In recent years, the ever growing community of jazz and blues lovers has been fortunate to profit from a real work of love – tracing the rarest material from the pioneers of the genre, putting it into a context with their better known recordings and thus allowing the enthusiast (or musician) to get a more complete picture of their oevre than could ever have been hoped for. Some treasures from the past times of 78 rpm shellack recordings have been known to just a few insiders, but their musical and historical value deserves to be discovered by today’s audience.
This CD contains such a treasury – live recordings from the mecca of boogie woogie, New York’s famous Café Society, when the Boogie Woogie Trio had just hit the road to fame, along with Billie Holiday, Frankie Newton and the other luminaries from the club’s roster. Moreover, we have the opportunity to witness a celebrated performance of Albert Ammons and Pete Johnson at Milwaukee’s jazz club “Frenchy’s” during their travelling period as piano twins after their Café Society years.

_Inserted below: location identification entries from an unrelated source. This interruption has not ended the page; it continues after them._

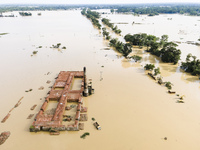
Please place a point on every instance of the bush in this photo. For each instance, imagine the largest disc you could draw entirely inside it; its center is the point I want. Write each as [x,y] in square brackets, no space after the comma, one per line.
[149,66]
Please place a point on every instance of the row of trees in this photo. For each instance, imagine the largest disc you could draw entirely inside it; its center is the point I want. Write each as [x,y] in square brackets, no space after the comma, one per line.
[192,65]
[111,25]
[155,10]
[25,13]
[94,16]
[106,34]
[124,48]
[160,47]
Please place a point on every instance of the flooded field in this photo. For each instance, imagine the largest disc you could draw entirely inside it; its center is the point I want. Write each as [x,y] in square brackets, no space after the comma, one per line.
[133,111]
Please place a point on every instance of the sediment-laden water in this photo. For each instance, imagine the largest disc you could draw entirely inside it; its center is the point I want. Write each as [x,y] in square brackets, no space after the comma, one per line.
[133,111]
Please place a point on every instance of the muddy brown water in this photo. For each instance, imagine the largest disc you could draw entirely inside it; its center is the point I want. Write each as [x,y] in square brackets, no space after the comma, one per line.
[133,111]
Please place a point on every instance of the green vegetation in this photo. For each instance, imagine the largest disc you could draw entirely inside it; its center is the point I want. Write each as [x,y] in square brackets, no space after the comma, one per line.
[93,16]
[192,65]
[84,135]
[149,66]
[160,47]
[153,10]
[150,9]
[106,34]
[107,22]
[25,13]
[56,46]
[168,85]
[124,49]
[136,58]
[156,71]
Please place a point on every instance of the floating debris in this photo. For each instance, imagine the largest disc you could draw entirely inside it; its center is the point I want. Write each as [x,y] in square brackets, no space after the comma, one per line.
[84,135]
[98,127]
[83,117]
[41,88]
[5,118]
[33,107]
[171,92]
[29,90]
[151,75]
[180,101]
[4,136]
[35,52]
[81,126]
[48,82]
[83,109]
[30,116]
[72,106]
[16,105]
[68,108]
[55,133]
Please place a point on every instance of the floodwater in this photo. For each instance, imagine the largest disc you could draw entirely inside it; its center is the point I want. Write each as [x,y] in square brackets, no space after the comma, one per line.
[133,111]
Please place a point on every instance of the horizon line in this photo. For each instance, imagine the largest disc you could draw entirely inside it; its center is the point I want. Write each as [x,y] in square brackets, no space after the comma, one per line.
[99,4]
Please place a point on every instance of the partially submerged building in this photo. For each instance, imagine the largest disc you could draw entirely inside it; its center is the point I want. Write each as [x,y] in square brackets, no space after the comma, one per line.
[63,94]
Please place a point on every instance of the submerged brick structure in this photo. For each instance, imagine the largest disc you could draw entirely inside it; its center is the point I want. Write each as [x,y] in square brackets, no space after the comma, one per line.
[61,92]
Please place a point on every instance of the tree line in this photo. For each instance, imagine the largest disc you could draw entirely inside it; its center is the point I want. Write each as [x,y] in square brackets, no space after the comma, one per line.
[93,16]
[160,47]
[111,25]
[193,10]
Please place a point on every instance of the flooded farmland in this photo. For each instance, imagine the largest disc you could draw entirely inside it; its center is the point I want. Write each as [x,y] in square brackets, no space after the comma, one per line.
[133,111]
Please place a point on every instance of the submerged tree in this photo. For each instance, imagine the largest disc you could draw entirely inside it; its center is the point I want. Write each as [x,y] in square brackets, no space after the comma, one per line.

I have known the music of these recordings for many years through battered tape copies provided by friends from the collectors’ circuit, but it was a moving moment to see and hold the original aluminium discs and glass acetates that preserved these precious performances. More than half a century has passed by since they were recorded, and time has left its mark on the discs, but every effort has been made to provide the recordings to the listener in the best possible way without losing the more hidden details of the music. None of them were commercial recordings – the 1939 Café Society tunes were radio performances “recorded off the air by Mr. Dick Reber” whilst the 1943 Milwaukee gig was privately recorded at the club by John Steiner. They may lack the technical quality of “regular” studio recordings, but they keep the excitement and sheer joy of a more informal live session to a higher degree than most conventional records. The artists are in an inspired mood and quite a bit of extra improvisation is added to some well-worn “standards” known from their commercial recordings.
All these recordings help to get a more detailed picture of the times when swing and boogie music were flourishing and legends emerged, musically as well as personally, -legends that are still fascinating and will continue to be fascinating for generations of music lovers to come.